Soniox

Vercel AI SDK

Soniox transcription provider for the Vercel AI SDK.

Soniox x Vercel AI SDK

Overview

Vercel AI SDK is a TypeScript toolkit for building AI applications. It provides a unified API that abstracts away the differences between various AI providers, allowing developers to switch models with just a few lines of code.

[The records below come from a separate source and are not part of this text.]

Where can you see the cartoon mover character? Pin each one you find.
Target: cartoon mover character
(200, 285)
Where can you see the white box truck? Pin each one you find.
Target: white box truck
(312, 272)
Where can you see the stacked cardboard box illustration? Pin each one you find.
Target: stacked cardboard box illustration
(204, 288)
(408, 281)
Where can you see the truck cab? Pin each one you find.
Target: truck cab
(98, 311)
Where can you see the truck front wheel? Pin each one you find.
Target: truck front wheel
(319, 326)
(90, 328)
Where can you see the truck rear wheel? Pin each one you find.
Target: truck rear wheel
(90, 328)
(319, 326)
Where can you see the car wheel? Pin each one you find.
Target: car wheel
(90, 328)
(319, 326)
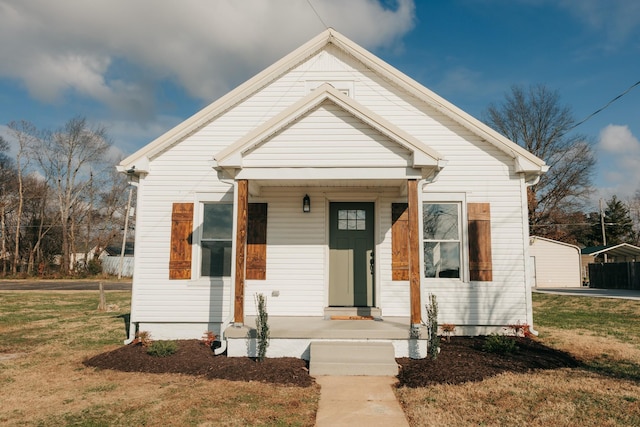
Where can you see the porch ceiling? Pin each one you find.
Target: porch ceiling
(400, 185)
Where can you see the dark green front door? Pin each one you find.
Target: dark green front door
(351, 254)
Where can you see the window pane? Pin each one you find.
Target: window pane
(216, 258)
(352, 219)
(442, 259)
(217, 222)
(440, 221)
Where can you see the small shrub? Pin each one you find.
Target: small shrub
(143, 338)
(499, 344)
(433, 341)
(520, 330)
(208, 339)
(448, 329)
(162, 348)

The @soniox/vercel-ai-sdk-provider package implements the SDK's Transcription Interface, enabling you to use Soniox's Speech-to-Text models directly within the standard Vercel AI workflow. Learn more about the Soniox provider in the Vercel AI SDK Community Providers documentation.

Installation

npm install @soniox/vercel-ai-sdk-provider

Authentication

Set SONIOX_API_KEY in your environment or pass apiKey when creating the provider.

Example

import { soniox } from '@soniox/vercel-ai-sdk-provider';
import { experimental_transcribe as transcribe } from 'ai';

const { text } = await transcribe({
  model: soniox.transcription('stt-async-v3'),
  audio: new URL(
    'https://soniox.com/media/examples/coffee_shop.mp3',
  ),
});

Provider options

Use createSoniox to customize the provider instance:

import { createSoniox } from '@soniox/vercel-ai-sdk-provider';

const soniox = createSoniox({
  apiKey: process.env.SONIOX_API_KEY,
  apiBaseUrl: 'https://api.soniox.com',
});

Options:

  • apiKey: override SONIOX_API_KEY.
  • apiBaseUrl: custom API base URL. See list of regional API endpoints here.
  • headers: additional request headers.
  • fetch: custom fetch implementation.
  • pollingIntervalMs: transcription polling interval in milliseconds. Default is 1000ms.

Transcription options

Per-request options are passed via providerOptions:

const { text } = await transcribe({
  model: soniox.transcription('stt-async-v3'),
  audio,
  providerOptions: {
    soniox: {
      languageHints: ['en', 'es'],
      enableLanguageIdentification: true,
      enableSpeakerDiarization: true,
      context: {
        terms: ["Soniox", "Vercel"]
      },
    },
  },
});

Available options:

  • languageHints - Array of ISO language codes to bias recognition
  • languageHintsStrict - When true, rely more heavily on language hints (note: not supported by all models)
  • enableLanguageIdentification - Automatically detect spoken language
  • enableSpeakerDiarization - Identify and separate different speakers
  • context - Additional context to improve accuracy
  • clientReferenceId - Optional client-defined reference ID
  • webhookUrl - Webhook URL for transcription completion notifications
  • webhookAuthHeaderName - Webhook authentication header name
  • webhookAuthHeaderValue - Webhook authentication header value
  • translation - Translation configuration

For more information on the available options, see the Speech-to-Text API reference.